Sur la route, un simple oubli peut vite coûter cher, tant pour le portefeuille que pour la sécurité. La Gendarmerie Nationale a récemment rappelé, via sa page d’information officielle « Tariki », l’importance de respecter certaines règles de sécurité essentielles pour les automobilistes.
Que l’on circule à bord d’une petite citadine ou aux commandes d’un poids lourd, la loi impose de détenir en permanence trois équipements indispensables dans l’habitacle.
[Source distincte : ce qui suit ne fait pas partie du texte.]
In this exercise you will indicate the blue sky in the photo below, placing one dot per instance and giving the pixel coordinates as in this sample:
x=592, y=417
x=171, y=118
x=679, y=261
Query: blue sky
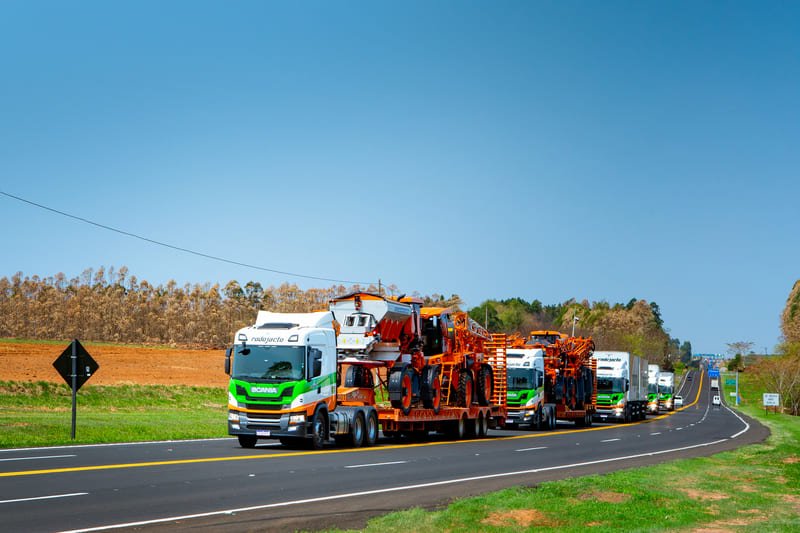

Le premier est un extincteur d’incendie, qui doit impérativement être valide et fonctionnel. Le deuxième est le triangle de présignalisation, crucial pour signaler sa position en cas de panne. Enfin, le conducteur doit obligatoirement disposer d’un gilet de sécurité rétroréchissant pour rester visible s’il doit descendre sur le bas-côté.
TARIKI précise : Une facture de 4 000 DA pour les têtes en l’air
Dans la réalité quotidienne, de nombreux conducteurs algériens semblent oublier ces obligations. Certains ne prennent pas le temps de vérifier leur matériel, tandis que d’autres ignorent même qu’il s’agit d’une obligation légale. Le code de la route est pourtant clair à ce sujet.
Rouler sans ces accessoires constitue une infraction. En effet, le défaut de ces équipements est classé comme une contravention de deuxième degré.
En application stricte de l’article 121 (alinéa B-7) de la loi fixant les règles de la circulation routière, tout conducteur pris en défaut lors d’un contrôle s’expose directement à une amende forfaitaire de 4 000 dinars algériens (DA).
Au-delà de l’amende, le réflexe qui sauve
Au-delà de la sanction financière, la Gendarmerie Nationale cherche à promouvoir le bon sens et le civisme chez les usagers de la route. Un extincteur à portée de main peut stopper un début d’incendie en quelques secondes, une action qui peut non seulement préserver un véhicule, mais aussi sauver des vies humaines en cas d’urgence.
Source : Gendarmerie Nationale, page officielle « Tariki ».